I'd have to argue that if you don't think you can generate traffic for a blog then you will never be able to generate clientele for your business. Its essentially the same thing in that you alone have to go out and make it happen. Seems creating a blog would be easier though. I'm not unlike you in that I'm only a couple years older and was searching for a profession that would support me in an economy/policy that has not been too kind to youth joining the workforce. Anyway, preservation has been a fun ride although I didn't get in at an opportune time due to excessive competition and unemployment. But with the right amount of drive you and anyone else can make good money if you pick and choose who to work for and as was previously mentioned, have a LARGE bank account starting out. Those first couple of months of floating costs was a rough ride for me. Off to work.... :thumbsup:


----------



## JFMURFY (Sep 16, 2012)

My only Advice would be start small... get on with one client while in school, get to know the business, its advantages and pitfalls... an move one from there.


----------



## MKM Landscaping (Sep 27, 2012)

This is the way I see it.

I don't think there is anybody on this site that started there business on a part time business.I think most of us proally work 12-16 hours a day.

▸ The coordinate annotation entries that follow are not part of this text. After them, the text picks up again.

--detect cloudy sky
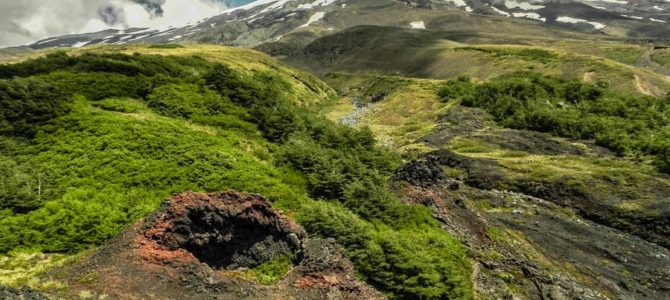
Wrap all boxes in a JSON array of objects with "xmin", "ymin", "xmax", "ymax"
[{"xmin": 0, "ymin": 0, "xmax": 242, "ymax": 47}]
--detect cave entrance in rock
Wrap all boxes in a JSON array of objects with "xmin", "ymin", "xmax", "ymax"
[{"xmin": 163, "ymin": 206, "xmax": 298, "ymax": 269}]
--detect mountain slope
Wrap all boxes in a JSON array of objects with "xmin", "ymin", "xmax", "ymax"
[
  {"xmin": 18, "ymin": 0, "xmax": 670, "ymax": 49},
  {"xmin": 0, "ymin": 46, "xmax": 473, "ymax": 298}
]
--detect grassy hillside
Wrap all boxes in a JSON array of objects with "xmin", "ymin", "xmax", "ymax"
[
  {"xmin": 0, "ymin": 46, "xmax": 472, "ymax": 299},
  {"xmin": 280, "ymin": 26, "xmax": 670, "ymax": 96}
]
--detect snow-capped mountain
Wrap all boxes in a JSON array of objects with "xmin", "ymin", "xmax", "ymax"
[{"xmin": 21, "ymin": 0, "xmax": 670, "ymax": 49}]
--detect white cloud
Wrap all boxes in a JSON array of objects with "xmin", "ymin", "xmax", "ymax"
[{"xmin": 0, "ymin": 0, "xmax": 231, "ymax": 47}]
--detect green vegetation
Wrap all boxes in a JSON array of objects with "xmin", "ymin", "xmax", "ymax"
[
  {"xmin": 439, "ymin": 72, "xmax": 670, "ymax": 172},
  {"xmin": 149, "ymin": 44, "xmax": 186, "ymax": 49},
  {"xmin": 459, "ymin": 47, "xmax": 558, "ymax": 63},
  {"xmin": 0, "ymin": 48, "xmax": 472, "ymax": 299},
  {"xmin": 249, "ymin": 254, "xmax": 293, "ymax": 284},
  {"xmin": 651, "ymin": 49, "xmax": 670, "ymax": 68}
]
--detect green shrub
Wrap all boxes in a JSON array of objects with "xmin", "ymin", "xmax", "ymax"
[
  {"xmin": 249, "ymin": 254, "xmax": 293, "ymax": 284},
  {"xmin": 0, "ymin": 78, "xmax": 69, "ymax": 137},
  {"xmin": 440, "ymin": 72, "xmax": 670, "ymax": 172}
]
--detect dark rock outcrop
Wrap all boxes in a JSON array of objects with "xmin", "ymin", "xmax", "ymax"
[
  {"xmin": 146, "ymin": 192, "xmax": 305, "ymax": 269},
  {"xmin": 0, "ymin": 285, "xmax": 47, "ymax": 300},
  {"xmin": 46, "ymin": 192, "xmax": 384, "ymax": 299}
]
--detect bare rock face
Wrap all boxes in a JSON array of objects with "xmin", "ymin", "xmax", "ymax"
[
  {"xmin": 47, "ymin": 192, "xmax": 383, "ymax": 299},
  {"xmin": 0, "ymin": 286, "xmax": 47, "ymax": 300},
  {"xmin": 146, "ymin": 192, "xmax": 305, "ymax": 269}
]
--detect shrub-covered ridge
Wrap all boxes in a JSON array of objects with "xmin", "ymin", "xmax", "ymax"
[{"xmin": 0, "ymin": 48, "xmax": 472, "ymax": 299}]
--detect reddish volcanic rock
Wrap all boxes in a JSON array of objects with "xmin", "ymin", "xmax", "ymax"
[{"xmin": 47, "ymin": 192, "xmax": 383, "ymax": 299}]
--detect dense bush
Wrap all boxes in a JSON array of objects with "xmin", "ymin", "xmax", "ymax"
[{"xmin": 439, "ymin": 73, "xmax": 670, "ymax": 172}]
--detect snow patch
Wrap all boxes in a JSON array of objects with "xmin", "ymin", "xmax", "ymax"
[
  {"xmin": 298, "ymin": 11, "xmax": 326, "ymax": 28},
  {"xmin": 621, "ymin": 15, "xmax": 644, "ymax": 20},
  {"xmin": 37, "ymin": 39, "xmax": 58, "ymax": 45},
  {"xmin": 409, "ymin": 21, "xmax": 426, "ymax": 29},
  {"xmin": 298, "ymin": 0, "xmax": 337, "ymax": 9},
  {"xmin": 505, "ymin": 0, "xmax": 545, "ymax": 10},
  {"xmin": 72, "ymin": 41, "xmax": 91, "ymax": 48},
  {"xmin": 128, "ymin": 34, "xmax": 151, "ymax": 42},
  {"xmin": 556, "ymin": 16, "xmax": 607, "ymax": 30}
]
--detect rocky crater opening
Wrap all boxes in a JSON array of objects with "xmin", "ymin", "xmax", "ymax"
[{"xmin": 146, "ymin": 192, "xmax": 305, "ymax": 269}]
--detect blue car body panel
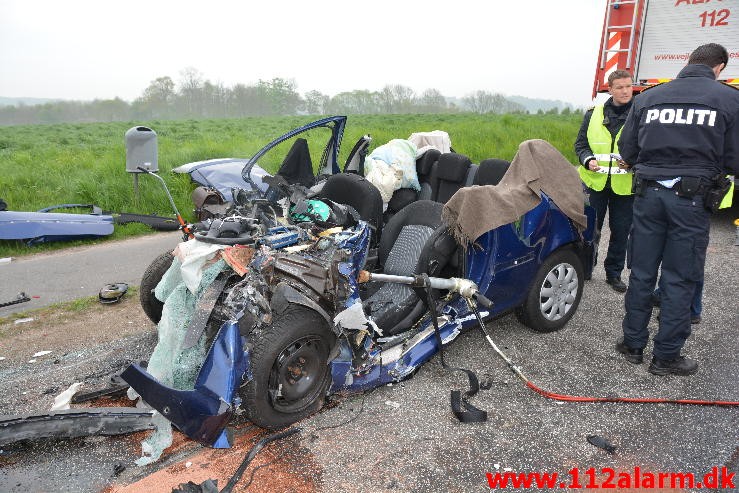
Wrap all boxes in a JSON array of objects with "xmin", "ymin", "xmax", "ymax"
[{"xmin": 0, "ymin": 211, "xmax": 113, "ymax": 245}]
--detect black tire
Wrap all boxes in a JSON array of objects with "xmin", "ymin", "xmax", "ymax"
[
  {"xmin": 240, "ymin": 305, "xmax": 336, "ymax": 429},
  {"xmin": 139, "ymin": 252, "xmax": 174, "ymax": 324},
  {"xmin": 515, "ymin": 249, "xmax": 585, "ymax": 332}
]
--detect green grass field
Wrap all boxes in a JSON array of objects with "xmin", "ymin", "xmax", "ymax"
[{"xmin": 0, "ymin": 114, "xmax": 582, "ymax": 257}]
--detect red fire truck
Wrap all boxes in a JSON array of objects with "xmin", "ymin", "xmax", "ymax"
[{"xmin": 593, "ymin": 0, "xmax": 739, "ymax": 98}]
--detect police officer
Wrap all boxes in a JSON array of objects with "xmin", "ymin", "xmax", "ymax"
[
  {"xmin": 575, "ymin": 70, "xmax": 634, "ymax": 293},
  {"xmin": 616, "ymin": 43, "xmax": 739, "ymax": 375}
]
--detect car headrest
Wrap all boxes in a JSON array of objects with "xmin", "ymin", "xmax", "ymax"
[
  {"xmin": 472, "ymin": 159, "xmax": 511, "ymax": 185},
  {"xmin": 434, "ymin": 152, "xmax": 472, "ymax": 183}
]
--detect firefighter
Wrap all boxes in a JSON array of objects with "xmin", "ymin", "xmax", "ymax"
[
  {"xmin": 575, "ymin": 70, "xmax": 634, "ymax": 293},
  {"xmin": 616, "ymin": 43, "xmax": 739, "ymax": 375}
]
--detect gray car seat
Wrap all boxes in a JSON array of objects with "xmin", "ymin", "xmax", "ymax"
[
  {"xmin": 364, "ymin": 200, "xmax": 456, "ymax": 335},
  {"xmin": 431, "ymin": 152, "xmax": 472, "ymax": 203}
]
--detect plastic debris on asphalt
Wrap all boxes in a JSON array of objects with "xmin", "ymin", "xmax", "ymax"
[{"xmin": 49, "ymin": 380, "xmax": 82, "ymax": 411}]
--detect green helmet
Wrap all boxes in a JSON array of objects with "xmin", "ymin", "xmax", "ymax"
[{"xmin": 290, "ymin": 200, "xmax": 331, "ymax": 223}]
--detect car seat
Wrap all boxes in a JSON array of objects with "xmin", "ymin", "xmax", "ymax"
[
  {"xmin": 364, "ymin": 200, "xmax": 456, "ymax": 336},
  {"xmin": 315, "ymin": 173, "xmax": 382, "ymax": 243},
  {"xmin": 472, "ymin": 159, "xmax": 511, "ymax": 185},
  {"xmin": 431, "ymin": 152, "xmax": 472, "ymax": 204},
  {"xmin": 383, "ymin": 149, "xmax": 441, "ymax": 223}
]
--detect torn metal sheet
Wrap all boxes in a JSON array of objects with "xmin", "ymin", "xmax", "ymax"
[
  {"xmin": 121, "ymin": 322, "xmax": 249, "ymax": 448},
  {"xmin": 0, "ymin": 407, "xmax": 154, "ymax": 446}
]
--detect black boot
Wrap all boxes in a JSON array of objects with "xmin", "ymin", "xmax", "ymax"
[
  {"xmin": 649, "ymin": 356, "xmax": 698, "ymax": 376},
  {"xmin": 616, "ymin": 337, "xmax": 644, "ymax": 365},
  {"xmin": 606, "ymin": 277, "xmax": 626, "ymax": 293}
]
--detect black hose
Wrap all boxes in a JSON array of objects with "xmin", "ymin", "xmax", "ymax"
[{"xmin": 221, "ymin": 428, "xmax": 300, "ymax": 493}]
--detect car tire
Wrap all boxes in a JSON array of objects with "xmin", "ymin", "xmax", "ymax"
[
  {"xmin": 240, "ymin": 305, "xmax": 336, "ymax": 429},
  {"xmin": 139, "ymin": 252, "xmax": 174, "ymax": 324},
  {"xmin": 515, "ymin": 248, "xmax": 585, "ymax": 332}
]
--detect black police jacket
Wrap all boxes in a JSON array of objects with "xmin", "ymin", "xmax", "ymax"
[{"xmin": 618, "ymin": 64, "xmax": 739, "ymax": 180}]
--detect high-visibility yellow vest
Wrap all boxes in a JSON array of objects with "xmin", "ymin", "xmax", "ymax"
[
  {"xmin": 577, "ymin": 105, "xmax": 633, "ymax": 195},
  {"xmin": 718, "ymin": 176, "xmax": 734, "ymax": 209}
]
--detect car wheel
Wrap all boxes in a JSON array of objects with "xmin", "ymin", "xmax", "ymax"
[
  {"xmin": 240, "ymin": 305, "xmax": 336, "ymax": 429},
  {"xmin": 139, "ymin": 252, "xmax": 174, "ymax": 324},
  {"xmin": 516, "ymin": 249, "xmax": 584, "ymax": 332}
]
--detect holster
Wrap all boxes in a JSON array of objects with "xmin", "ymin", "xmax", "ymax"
[
  {"xmin": 674, "ymin": 176, "xmax": 709, "ymax": 199},
  {"xmin": 631, "ymin": 174, "xmax": 647, "ymax": 197},
  {"xmin": 703, "ymin": 174, "xmax": 731, "ymax": 213}
]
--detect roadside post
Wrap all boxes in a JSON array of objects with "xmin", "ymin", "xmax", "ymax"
[{"xmin": 125, "ymin": 126, "xmax": 159, "ymax": 205}]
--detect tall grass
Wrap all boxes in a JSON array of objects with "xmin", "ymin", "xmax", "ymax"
[{"xmin": 0, "ymin": 114, "xmax": 582, "ymax": 256}]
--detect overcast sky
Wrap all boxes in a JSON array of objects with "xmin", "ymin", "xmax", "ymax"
[{"xmin": 0, "ymin": 0, "xmax": 606, "ymax": 106}]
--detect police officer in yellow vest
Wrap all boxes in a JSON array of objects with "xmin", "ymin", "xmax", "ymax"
[{"xmin": 575, "ymin": 70, "xmax": 634, "ymax": 293}]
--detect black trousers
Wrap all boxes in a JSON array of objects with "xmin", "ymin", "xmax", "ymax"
[
  {"xmin": 623, "ymin": 185, "xmax": 710, "ymax": 359},
  {"xmin": 585, "ymin": 186, "xmax": 634, "ymax": 278}
]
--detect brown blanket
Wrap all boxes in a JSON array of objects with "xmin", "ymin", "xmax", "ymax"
[{"xmin": 442, "ymin": 139, "xmax": 587, "ymax": 245}]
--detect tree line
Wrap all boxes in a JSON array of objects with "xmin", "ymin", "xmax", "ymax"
[{"xmin": 0, "ymin": 68, "xmax": 580, "ymax": 125}]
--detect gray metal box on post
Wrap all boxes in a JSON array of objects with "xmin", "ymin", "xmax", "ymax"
[
  {"xmin": 126, "ymin": 127, "xmax": 159, "ymax": 203},
  {"xmin": 126, "ymin": 127, "xmax": 159, "ymax": 173}
]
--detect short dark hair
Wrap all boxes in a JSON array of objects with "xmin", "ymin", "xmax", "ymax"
[
  {"xmin": 688, "ymin": 43, "xmax": 729, "ymax": 68},
  {"xmin": 608, "ymin": 70, "xmax": 634, "ymax": 87}
]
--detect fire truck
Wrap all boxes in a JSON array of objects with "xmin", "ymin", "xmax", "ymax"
[{"xmin": 593, "ymin": 0, "xmax": 739, "ymax": 98}]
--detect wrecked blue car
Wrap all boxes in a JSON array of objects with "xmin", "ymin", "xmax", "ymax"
[{"xmin": 122, "ymin": 129, "xmax": 595, "ymax": 447}]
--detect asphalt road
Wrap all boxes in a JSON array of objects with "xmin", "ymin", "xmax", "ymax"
[
  {"xmin": 0, "ymin": 231, "xmax": 182, "ymax": 317},
  {"xmin": 0, "ymin": 209, "xmax": 739, "ymax": 492}
]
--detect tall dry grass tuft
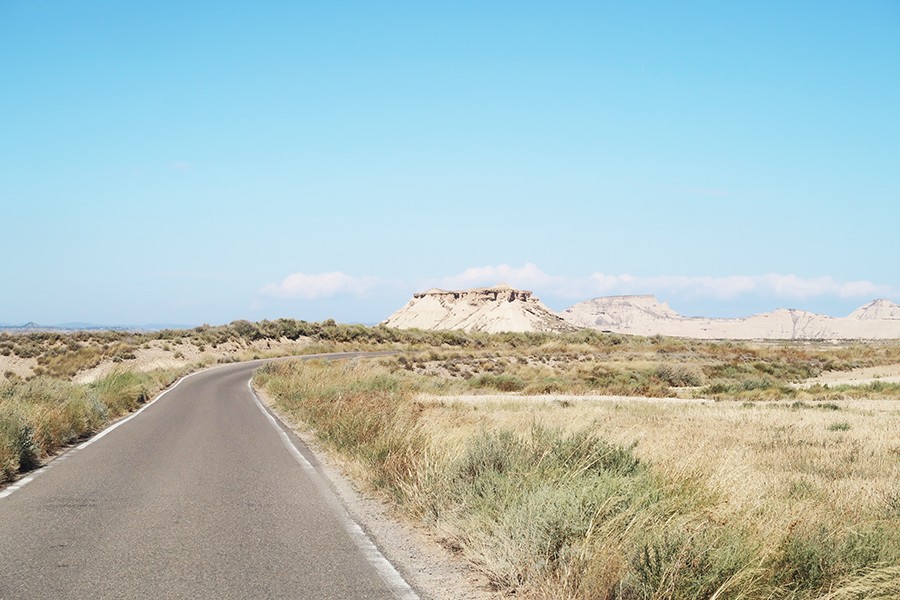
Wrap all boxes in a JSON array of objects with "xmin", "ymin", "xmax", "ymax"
[{"xmin": 0, "ymin": 370, "xmax": 181, "ymax": 483}]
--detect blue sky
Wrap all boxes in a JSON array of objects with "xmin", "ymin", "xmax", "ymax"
[{"xmin": 0, "ymin": 0, "xmax": 900, "ymax": 325}]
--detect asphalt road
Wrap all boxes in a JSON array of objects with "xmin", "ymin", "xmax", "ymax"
[{"xmin": 0, "ymin": 363, "xmax": 416, "ymax": 600}]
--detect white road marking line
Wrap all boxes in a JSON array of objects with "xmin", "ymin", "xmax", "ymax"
[
  {"xmin": 0, "ymin": 365, "xmax": 228, "ymax": 500},
  {"xmin": 247, "ymin": 377, "xmax": 420, "ymax": 600}
]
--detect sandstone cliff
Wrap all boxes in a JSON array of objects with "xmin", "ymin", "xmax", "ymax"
[
  {"xmin": 562, "ymin": 296, "xmax": 900, "ymax": 340},
  {"xmin": 384, "ymin": 285, "xmax": 577, "ymax": 333}
]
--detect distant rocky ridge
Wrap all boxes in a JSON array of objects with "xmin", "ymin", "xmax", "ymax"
[
  {"xmin": 562, "ymin": 296, "xmax": 900, "ymax": 340},
  {"xmin": 383, "ymin": 284, "xmax": 900, "ymax": 340},
  {"xmin": 384, "ymin": 284, "xmax": 578, "ymax": 333}
]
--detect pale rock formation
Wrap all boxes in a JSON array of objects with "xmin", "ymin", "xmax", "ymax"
[
  {"xmin": 383, "ymin": 284, "xmax": 577, "ymax": 333},
  {"xmin": 562, "ymin": 296, "xmax": 900, "ymax": 340}
]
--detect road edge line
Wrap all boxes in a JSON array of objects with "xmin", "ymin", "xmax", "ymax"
[{"xmin": 247, "ymin": 375, "xmax": 420, "ymax": 600}]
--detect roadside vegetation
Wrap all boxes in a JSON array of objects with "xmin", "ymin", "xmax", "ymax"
[
  {"xmin": 255, "ymin": 339, "xmax": 900, "ymax": 599},
  {"xmin": 0, "ymin": 370, "xmax": 185, "ymax": 483},
  {"xmin": 0, "ymin": 319, "xmax": 900, "ymax": 599}
]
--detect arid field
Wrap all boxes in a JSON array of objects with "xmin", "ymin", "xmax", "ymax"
[{"xmin": 0, "ymin": 320, "xmax": 900, "ymax": 598}]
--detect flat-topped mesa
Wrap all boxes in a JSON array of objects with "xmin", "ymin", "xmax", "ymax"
[
  {"xmin": 383, "ymin": 284, "xmax": 576, "ymax": 333},
  {"xmin": 413, "ymin": 283, "xmax": 533, "ymax": 302}
]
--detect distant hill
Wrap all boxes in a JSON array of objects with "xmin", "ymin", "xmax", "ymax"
[
  {"xmin": 562, "ymin": 296, "xmax": 900, "ymax": 340},
  {"xmin": 384, "ymin": 284, "xmax": 577, "ymax": 333}
]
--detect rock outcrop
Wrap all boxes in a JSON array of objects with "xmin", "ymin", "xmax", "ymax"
[
  {"xmin": 383, "ymin": 285, "xmax": 577, "ymax": 333},
  {"xmin": 562, "ymin": 296, "xmax": 900, "ymax": 340}
]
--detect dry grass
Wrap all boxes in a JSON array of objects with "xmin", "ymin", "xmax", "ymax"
[{"xmin": 258, "ymin": 350, "xmax": 900, "ymax": 598}]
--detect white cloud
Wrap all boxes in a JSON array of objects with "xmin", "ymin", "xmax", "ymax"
[
  {"xmin": 260, "ymin": 271, "xmax": 378, "ymax": 300},
  {"xmin": 438, "ymin": 263, "xmax": 900, "ymax": 300},
  {"xmin": 437, "ymin": 263, "xmax": 565, "ymax": 289}
]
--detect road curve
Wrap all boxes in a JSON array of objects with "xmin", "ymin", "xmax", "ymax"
[{"xmin": 0, "ymin": 362, "xmax": 416, "ymax": 600}]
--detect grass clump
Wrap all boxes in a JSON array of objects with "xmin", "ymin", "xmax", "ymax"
[{"xmin": 0, "ymin": 370, "xmax": 181, "ymax": 483}]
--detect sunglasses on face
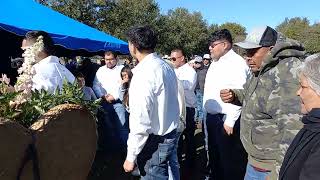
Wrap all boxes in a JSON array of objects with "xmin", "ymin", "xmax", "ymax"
[
  {"xmin": 244, "ymin": 48, "xmax": 260, "ymax": 57},
  {"xmin": 170, "ymin": 56, "xmax": 182, "ymax": 61},
  {"xmin": 210, "ymin": 41, "xmax": 225, "ymax": 49}
]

If you have resources use them,decide for your self if you can make it work for the money.

You seem like a smart kid but the money isn your savings will be gone in a week and then you will be high and dry for 60 days waiting for the money.


----------



## Splinterpicker (Apr 18, 2012)

BPWY said:


> Wanna know the secret for making a small fortune in this business???
> 
> 
> 
> ...


I second your drive and work Ethic.. PAY OFF YOUR DEBT LIVE A CASH LIFE STYLE. It is a BEayatch to get there but well worth it. Look at the employees as investments. Some are short term some are long term. Some show ability and leadership and a level head others show up physically but Elvis left the cranuim along time ago. INcentives ( bonus at year end) to not have to repair or buy new equipment work well other than regular maintenance. 

Slow controlled growth is the way to do it IMO.

Where are you going to move to next as for a living I predict this business to be dead till 2015 then it MAY come back but it has definitely SLOWED as of now in my area. 

Keep your eyes on the horizon and when you get knocked down , dust off and make it into a learning expeirence. It is only a failure if you dont learn from it .

CYA with GOOD insurance and become a LLC or other corperation to protect yourself !!


----------



## JDRM (Apr 16, 2012)

It is hard to stay small in this business, work will be forced down your throat and you will be frowned upon when you turn anything down.


----------



## 05LGT (Nov 2, 2012)

Thanks for your comments.

Anyone have any thoughts on real estate, specifically purchasing a duplex/triplex to rent out?

I've been pushing for this, but my father strongly states to stay clear. He owns/manages a mobile home park. Maybe it's just because he's too stubborn, idk...


----------



## GTX63 (Apr 12, 2012)

As a landlord, you had better love doing it with a passion. If you run a rental business with any less intensity, it will eat you alive. You will also not make a worthwhile return on only one building. It is a get bigger or get going type of biz.


----------



## Splinterpicker (Apr 18, 2012)

GTX63 said:


> As a landlord, you had better love doing it with a passion. If you run a rental business with any less intensity, it will eat you alive. You will also not make a worthwhile return on only one building. It is a get bigger or get going type of biz.


True buut I was told duplex or 4 plex is the way to go SFR single fam residence are more headache . There are alot of variables purchase price and such location location location rest of neighborhood etc.


----------



## GTX63 (Apr 12, 2012)

You can have success with any type property if that is your niche. Forget location, age, demographics, avg rainfall, fish count. If your in it for profit and growth, then price is everything. If your a doctor looking to hide/invest money then that is another topic.


----------



## BRADSConst (Oct 2, 2012)

Splinterpicker said:


> True buut I was told duplex or 4 plex is the way to go SFR single fam residence are more headache . There are alot of variables purchase price and such location location location rest of neighborhood etc.


I own two duplexes and a single family that are rental units. The cash flow is better on the duplexes but the single family has less turn over. Based on my numbers and tolerance, if/when I purchase another one, it will be a duplex or a triplex. I won't go bigger around this area because when I decide to get out, the larger complexes sit for a year or two before they sell.


----------



## 05LGT (Nov 2, 2012)

Yea I don't know what to do.

Back to the drawing board.

Lmfao, this sucks


----------